# notary in india



## dwhin

people in india who applied for acs skill assesment.did the notary affix stamp also to photocopies or just seal os notary with signature is enough?


----------



## ozsolz

dwhin said:


> people in india who applied for acs skill assesment.did the notary affix stamp also to photocopies or just seal os notary with signature is enough?


Hi attested all my documents from the gazetted officer with his seal, date and signature. He also written as "attested true copy" on each page of the document. I don't have any issue with ACS. The reason I did was Notary was too costly and he used to charge for each document.


----------



## anj1976

I paid 3/4 Rs for each copy attested to the notary which isnt much. He stamped, signed and that was it.. there are notaries outside every court/secretariat. Just go to them and they will do the needful. If the number of sheets is good, they will give u a discount as well..


----------



## ethan1066

yes you will get a number of them sitting outside the courtroom.....they are very cooperative..


----------



## rajat.tiwari

*Notary Phone Number*



anj1976 said:


> I paid 3/4 Rs for each copy attested to the notary which isnt much. He stamped, signed and that was it.. there are notaries outside every court/secretariat.

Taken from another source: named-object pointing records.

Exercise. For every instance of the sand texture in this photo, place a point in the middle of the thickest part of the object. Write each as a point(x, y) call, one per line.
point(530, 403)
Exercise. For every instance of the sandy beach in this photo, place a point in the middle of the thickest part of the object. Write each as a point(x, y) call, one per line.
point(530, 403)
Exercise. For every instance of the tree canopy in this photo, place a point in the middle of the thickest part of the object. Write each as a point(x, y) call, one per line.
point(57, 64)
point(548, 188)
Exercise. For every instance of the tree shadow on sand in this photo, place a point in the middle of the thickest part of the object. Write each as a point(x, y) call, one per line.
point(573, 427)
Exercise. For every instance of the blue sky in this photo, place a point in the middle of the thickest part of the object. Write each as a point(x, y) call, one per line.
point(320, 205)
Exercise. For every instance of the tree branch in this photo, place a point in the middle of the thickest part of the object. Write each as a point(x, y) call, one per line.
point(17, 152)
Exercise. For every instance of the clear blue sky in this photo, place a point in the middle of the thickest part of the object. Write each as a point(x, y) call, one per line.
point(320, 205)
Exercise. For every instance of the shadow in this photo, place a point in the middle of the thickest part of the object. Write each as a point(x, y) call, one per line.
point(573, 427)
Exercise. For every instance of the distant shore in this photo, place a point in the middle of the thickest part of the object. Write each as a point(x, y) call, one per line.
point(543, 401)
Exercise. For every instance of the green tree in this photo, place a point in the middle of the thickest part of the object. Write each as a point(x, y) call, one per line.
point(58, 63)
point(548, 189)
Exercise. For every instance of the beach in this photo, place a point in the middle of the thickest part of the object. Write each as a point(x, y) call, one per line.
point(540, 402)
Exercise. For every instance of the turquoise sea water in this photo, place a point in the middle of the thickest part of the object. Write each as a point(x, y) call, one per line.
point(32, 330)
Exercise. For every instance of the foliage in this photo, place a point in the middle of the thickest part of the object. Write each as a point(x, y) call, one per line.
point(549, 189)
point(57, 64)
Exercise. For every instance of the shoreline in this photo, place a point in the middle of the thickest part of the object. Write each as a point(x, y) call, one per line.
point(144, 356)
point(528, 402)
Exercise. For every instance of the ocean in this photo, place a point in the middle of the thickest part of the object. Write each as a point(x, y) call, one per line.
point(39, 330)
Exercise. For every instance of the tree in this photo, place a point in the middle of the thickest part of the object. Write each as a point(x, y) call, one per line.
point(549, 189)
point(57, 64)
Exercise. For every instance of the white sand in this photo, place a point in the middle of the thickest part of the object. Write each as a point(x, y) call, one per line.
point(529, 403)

Just go to them and they will do the needful. If the number of sheets is good, they will give u a discount as well..


HI Anj1976,

Would be grateful if you can answer two small doubts:-
1. Did the notary seal had phone number on it. Does it matter if phone number is not there on seal.
2. Does notary seal has a validity date in India. How can we tell if the notary seal is still valid.
Thanks a lot for your co-operation.

Rajat


----------